Minimal Manual Implementation (UnitaryLab)

The following Python skeleton reconstructs the VQE core components — the Hamiltonian builder, the ansatz circuit, and the hybrid optimization loop.

# Simplified reconstruction — mirrors VQEAlgorithm._get_hamiltonian(), _build_circuit(), and obj_func()
import numpy as np
import torch
from scipy.optimize import minimize
from unitarylab.core import Circuit

def build_ising_hamiltonian() -> torch.Tensor:
    """2-qubit Ising H = ZZ - 0.5*XI - 0.5*IX."""
    I = torch.eye(2, dtype=torch.complex128)
    X = torch.tensor([[0,1],[1,0]], dtype=torch.complex128)
    Z = torch.tensor([[1,0],[0,-1]], dtype=torch.complex128)
    return torch.kron(Z, Z) - 0.5*torch.kron(X, I) - 0.5*torch.kron(I, X)

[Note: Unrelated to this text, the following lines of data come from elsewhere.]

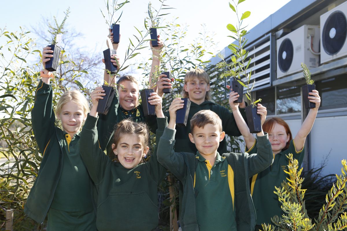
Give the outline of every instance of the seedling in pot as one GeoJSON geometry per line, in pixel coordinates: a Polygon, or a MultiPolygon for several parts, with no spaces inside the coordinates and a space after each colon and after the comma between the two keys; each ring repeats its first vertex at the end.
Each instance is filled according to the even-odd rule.
{"type": "Polygon", "coordinates": [[[145,89],[140,91],[141,104],[145,116],[155,115],[155,105],[152,105],[148,102],[148,98],[151,96],[151,93],[154,92],[153,88],[156,86],[156,81],[159,77],[159,66],[156,66],[155,68],[155,70],[151,79],[151,82],[147,81],[145,82],[143,85],[145,89]]]}
{"type": "Polygon", "coordinates": [[[316,107],[316,104],[310,102],[308,97],[310,96],[308,93],[312,92],[312,90],[316,89],[316,85],[313,84],[314,81],[311,79],[311,72],[306,64],[301,63],[301,67],[303,69],[304,77],[306,81],[306,84],[302,86],[303,100],[305,104],[305,108],[314,108],[316,107]]]}
{"type": "Polygon", "coordinates": [[[56,24],[56,27],[54,27],[49,23],[48,26],[51,30],[49,30],[49,32],[53,36],[52,40],[46,41],[50,43],[51,45],[47,46],[51,47],[50,50],[53,51],[52,54],[53,56],[50,58],[51,59],[46,62],[45,68],[49,71],[55,71],[58,68],[59,64],[59,57],[60,56],[61,48],[60,47],[60,43],[61,40],[61,35],[64,34],[67,31],[64,31],[64,26],[65,25],[65,21],[70,13],[70,7],[67,8],[66,12],[64,12],[65,17],[60,25],[58,24],[57,21],[57,18],[56,16],[53,16],[54,21],[56,24]]]}
{"type": "Polygon", "coordinates": [[[228,37],[235,39],[236,40],[236,43],[231,43],[228,46],[232,53],[231,62],[227,63],[224,60],[224,57],[219,54],[218,56],[222,60],[222,61],[218,63],[217,65],[218,68],[226,69],[226,71],[221,75],[221,77],[231,78],[230,89],[237,92],[240,95],[238,100],[235,101],[235,103],[242,102],[241,97],[243,95],[243,90],[239,88],[240,87],[240,85],[246,88],[246,96],[250,102],[250,105],[245,108],[248,127],[249,131],[251,133],[257,133],[261,131],[261,124],[260,115],[256,113],[256,105],[261,99],[259,99],[256,100],[252,97],[251,94],[251,92],[254,87],[255,81],[253,81],[252,86],[250,87],[249,83],[251,80],[252,71],[251,70],[250,71],[247,71],[247,70],[251,64],[251,59],[247,58],[248,52],[244,48],[247,43],[247,40],[245,36],[248,32],[245,29],[245,27],[241,27],[241,24],[243,20],[249,17],[251,15],[251,12],[249,11],[245,12],[242,14],[241,18],[239,18],[237,13],[237,6],[242,1],[239,1],[236,4],[233,1],[235,6],[229,3],[230,8],[236,13],[238,21],[238,24],[237,24],[236,27],[230,24],[227,25],[227,28],[231,32],[232,35],[228,37]],[[242,81],[243,78],[245,78],[246,81],[245,82],[242,81]],[[237,82],[236,83],[236,82],[237,82]],[[235,85],[233,86],[234,83],[235,83],[235,85]],[[237,86],[237,89],[236,90],[235,89],[237,88],[236,85],[237,84],[237,83],[238,83],[237,86]]]}
{"type": "MultiPolygon", "coordinates": [[[[109,71],[108,71],[109,74],[111,74],[109,71]]],[[[111,83],[113,82],[115,78],[117,76],[117,75],[116,74],[112,75],[113,76],[113,78],[111,80],[111,83]]],[[[103,93],[106,95],[103,97],[103,99],[100,99],[99,100],[98,107],[96,108],[96,111],[98,113],[104,115],[107,114],[107,113],[108,112],[109,110],[111,107],[111,104],[112,102],[112,100],[113,100],[113,98],[117,92],[117,86],[118,85],[116,83],[110,84],[105,81],[104,82],[104,84],[102,86],[102,87],[105,91],[103,93]]],[[[119,86],[121,87],[123,87],[122,86],[119,86]]]]}
{"type": "Polygon", "coordinates": [[[156,29],[159,27],[159,19],[156,21],[154,20],[154,16],[152,10],[152,3],[148,3],[148,16],[151,20],[151,26],[150,28],[150,34],[152,40],[152,46],[155,47],[158,46],[158,33],[156,29]]]}
{"type": "Polygon", "coordinates": [[[188,114],[192,102],[188,98],[182,98],[180,94],[175,94],[174,97],[175,98],[180,98],[184,101],[183,103],[184,104],[183,108],[176,111],[176,125],[178,126],[186,126],[188,121],[188,114]]]}

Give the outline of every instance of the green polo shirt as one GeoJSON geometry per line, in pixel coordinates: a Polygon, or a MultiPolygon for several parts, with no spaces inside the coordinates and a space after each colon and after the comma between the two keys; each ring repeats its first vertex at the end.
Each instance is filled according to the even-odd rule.
{"type": "Polygon", "coordinates": [[[51,207],[68,212],[92,210],[90,180],[79,153],[79,133],[71,138],[60,131],[58,135],[62,138],[63,166],[51,207]]]}
{"type": "Polygon", "coordinates": [[[199,162],[194,184],[200,230],[236,231],[232,169],[218,152],[213,166],[198,151],[196,158],[199,162]]]}
{"type": "MultiPolygon", "coordinates": [[[[256,140],[254,144],[247,152],[249,154],[256,153],[256,140]]],[[[255,174],[252,178],[251,193],[256,213],[256,224],[271,224],[271,218],[275,215],[281,217],[283,212],[278,196],[275,194],[275,186],[281,187],[281,184],[289,177],[283,170],[288,171],[289,159],[286,155],[291,153],[293,158],[298,160],[299,166],[304,159],[304,148],[299,151],[295,149],[294,140],[290,141],[288,149],[274,154],[273,163],[266,169],[255,174]]]]}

def build_vqe_ansatz(params_flat: np.ndarray, n_qubits: int, n_layers: int,
                     backend: str = 'torch') -> Circuit:
    """Ry+CX ansatz: for each layer, Ry per qubit then CX(0,1)."""
    params = params_flat.reshape(n_qubits, n_layers)
    qc = Circuit(n_qubits, backend=backend)
    for l in range(n_layers):
        for q in range(n_qubits):
            qc.ry(float(params[q, l]), q)   # variational rotation
        qc.cx(0, 1)                          # entanglement
    return qc

def vqe_energy(params_flat: np.ndarray, n_qubits: int, n_layers: int,
               H: torch.Tensor, backend: str = 'torch') -> float:
    """Compute <psi(params)|H|psi(params)> by statevector simulation."""
    qc = build_vqe_ansatz(params_flat, n_qubits, n_layers, backend)
    psi0 = np.zeros((2**n_qubits, 1), dtype=np.complex128);  psi0[0, 0] = 1.0
    psi_out = qc.execute(initial_state=psi0)
    psi = torch.as_tensor(psi_out, dtype=torch.complex128)
    return float((psi.conj().T @ H @ psi).real.item())

def run_vqe(n_qubits: int = 2, n_layers: int = 3, max_iter: int = 150,
            backend: str = 'torch', seed: int = 42):
    """Full VQE hybrid loop."""
    np.random.seed(seed)
    H = build_ising_hamiltonian()
    exact_E = float(torch.linalg.eigvalsh(H)[0].real)
    theta_0 = np.random.rand(n_qubits * n_layers) * 2 * np.pi
    history = []

    def obj(p):
        e = vqe_energy(p, n_qubits, n_layers, H, backend)
        history.append(e)
        return e

    res = minimize(obj, x0=theta_0, method='COBYLA', options={'maxiter': max_iter})
    return {'energy': res.fun, 'exact_energy': exact_E, 'loss_history': history}

Debugging Tips

  1. VQE energy above exact: Insufficient layers (n_layers) or iterations (max_iter). Increase both.
  2. Local minima: COBYLA may converge to a local minimum. Re-run with different seed.
  3. n_qubits != 2: The Hamiltonian is hard-coded for 2 qubits. Changing n_qubits changes the ansatz but not the Hamiltonian — use only n_qubits=2 for a meaningful result.
  4. Slow convergence: COBYLA can be slow for large parameter counts ($n_qubits \times n_layers$). For $\geq 10$ parameters, consider gradient-based methods with Parameter Shift Rule.
  5. Loss not decreasing: Check that max_iter is large enough. For 6 parameters, 150 iterations is usually sufficient; for more parameters, increase to 500+.